ペンギンを腕に抱えたヒロと、手を繋いで帰路を歩く。
「名前、なににする?」
「明希ちゃんⅡ」
ペンギンを見つめたヒロの、いたって真剣な即答。
不意を突かれた俺は、思わず吹き出した。
「待って、ちょっと今のツボった」
「え? どこに笑う要素があった?」
「いや、ヒロの独特すぎるセンスが爆発してるから」
まじでつぼった。

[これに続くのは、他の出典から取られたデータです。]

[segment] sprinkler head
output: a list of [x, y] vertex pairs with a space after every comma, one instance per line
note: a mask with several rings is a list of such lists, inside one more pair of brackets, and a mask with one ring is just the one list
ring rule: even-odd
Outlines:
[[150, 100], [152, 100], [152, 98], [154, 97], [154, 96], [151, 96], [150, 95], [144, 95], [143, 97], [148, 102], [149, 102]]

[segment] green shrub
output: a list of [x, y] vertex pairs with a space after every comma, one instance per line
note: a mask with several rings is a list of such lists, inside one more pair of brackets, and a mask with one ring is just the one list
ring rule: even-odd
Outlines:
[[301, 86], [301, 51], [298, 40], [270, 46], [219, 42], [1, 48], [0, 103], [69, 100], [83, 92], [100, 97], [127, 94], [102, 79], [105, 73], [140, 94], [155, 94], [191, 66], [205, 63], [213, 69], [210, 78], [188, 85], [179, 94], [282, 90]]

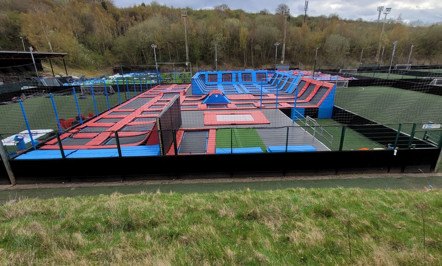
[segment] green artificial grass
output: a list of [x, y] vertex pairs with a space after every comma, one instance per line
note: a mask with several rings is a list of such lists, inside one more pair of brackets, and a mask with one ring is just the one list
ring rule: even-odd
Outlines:
[[225, 128], [216, 130], [216, 148], [259, 147], [266, 152], [266, 145], [255, 128]]

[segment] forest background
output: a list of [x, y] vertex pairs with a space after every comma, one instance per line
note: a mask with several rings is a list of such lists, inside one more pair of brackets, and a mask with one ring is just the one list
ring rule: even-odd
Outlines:
[[[188, 61], [200, 69], [214, 69], [215, 44], [218, 69], [261, 69], [280, 62], [285, 32], [284, 62], [292, 68], [310, 68], [318, 48], [320, 69], [357, 68], [375, 62], [383, 17], [378, 22], [307, 15], [304, 22], [304, 14], [291, 14], [285, 4], [257, 13], [225, 4], [193, 10], [154, 1], [120, 8], [108, 0], [0, 0], [0, 50], [67, 53], [68, 66], [84, 69], [152, 65], [152, 44], [158, 62], [185, 62], [186, 34]], [[440, 36], [442, 21], [405, 23], [400, 14], [387, 19], [384, 63], [398, 41], [393, 63], [406, 63], [413, 45], [411, 63], [438, 64]]]

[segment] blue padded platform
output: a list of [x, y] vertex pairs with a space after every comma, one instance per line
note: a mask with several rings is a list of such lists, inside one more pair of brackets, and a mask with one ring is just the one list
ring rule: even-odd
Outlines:
[[[118, 151], [116, 148], [64, 150], [64, 151], [67, 158], [103, 158], [118, 156]], [[121, 147], [121, 155], [123, 157], [157, 156], [161, 154], [159, 145]], [[61, 153], [58, 150], [37, 150], [21, 154], [14, 158], [14, 159], [36, 160], [61, 158]]]
[[215, 153], [217, 154], [226, 154], [230, 153], [262, 153], [264, 152], [259, 147], [250, 148], [230, 148], [215, 149]]
[[[286, 152], [285, 146], [269, 146], [267, 149], [269, 152]], [[287, 152], [316, 151], [316, 148], [311, 145], [296, 145], [287, 146]]]

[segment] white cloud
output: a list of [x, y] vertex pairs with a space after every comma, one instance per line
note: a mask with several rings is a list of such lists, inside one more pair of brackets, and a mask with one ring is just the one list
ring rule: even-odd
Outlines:
[[[134, 5], [140, 5], [143, 2], [148, 4], [148, 0], [114, 0], [119, 7], [127, 7]], [[257, 13], [263, 9], [268, 9], [274, 13], [279, 4], [286, 4], [290, 8], [292, 16], [304, 14], [304, 4], [302, 0], [281, 0], [277, 2], [269, 2], [267, 0], [216, 0], [209, 2], [206, 0], [156, 0], [160, 4], [175, 8], [189, 7], [194, 9], [211, 8], [214, 6], [225, 4], [231, 9], [242, 9], [246, 12]], [[329, 15], [337, 13], [342, 18], [357, 19], [361, 18], [364, 20], [377, 19], [377, 7], [392, 8], [391, 16], [397, 17], [401, 14], [404, 20], [415, 21], [418, 20], [425, 23], [436, 23], [442, 21], [442, 1], [440, 0], [375, 0], [367, 3], [363, 0], [309, 0], [307, 15], [310, 16]], [[384, 17], [384, 15], [381, 15]]]

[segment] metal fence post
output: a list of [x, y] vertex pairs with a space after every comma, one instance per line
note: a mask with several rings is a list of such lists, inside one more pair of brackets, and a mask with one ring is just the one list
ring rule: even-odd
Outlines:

ヒロ、面白すぎる。
……こんなに笑える日が待ってるなんて、今朝は思いもしなかった。
「もう」と軽く頬を膨らませたヒロに、俺は緩く笑みをこぼす。
「ありがとう、ヒロ。
今日すごく幸せな1日だった」
「え?」
「明日の俺を今日より幸せにする、だっけ。
君はいつだって、俺に幸せをくれたんだよな。
俺の毎日は君がいたから輝いてた」
「明希ちゃん……」
ヒロに出会う前、俺は備忘録すらつけていなかったらしい。
多分、失った記憶にも、消えゆく記憶にもまったく頓着していなかったのだろう。
今朝の俺だってそうだった。
でも今、こんなにも明日を生きたいと願ってしまうのは、ヒロがいるから。
どうしたって叶わないという事実は切ないけど、生きたいと思えるのはそれと同じくらい奇跡みたいなことだ。
「昨日も今日も明日も、俺は君に恋をするよ」
確証はないけど、多分絶対そうなんだ。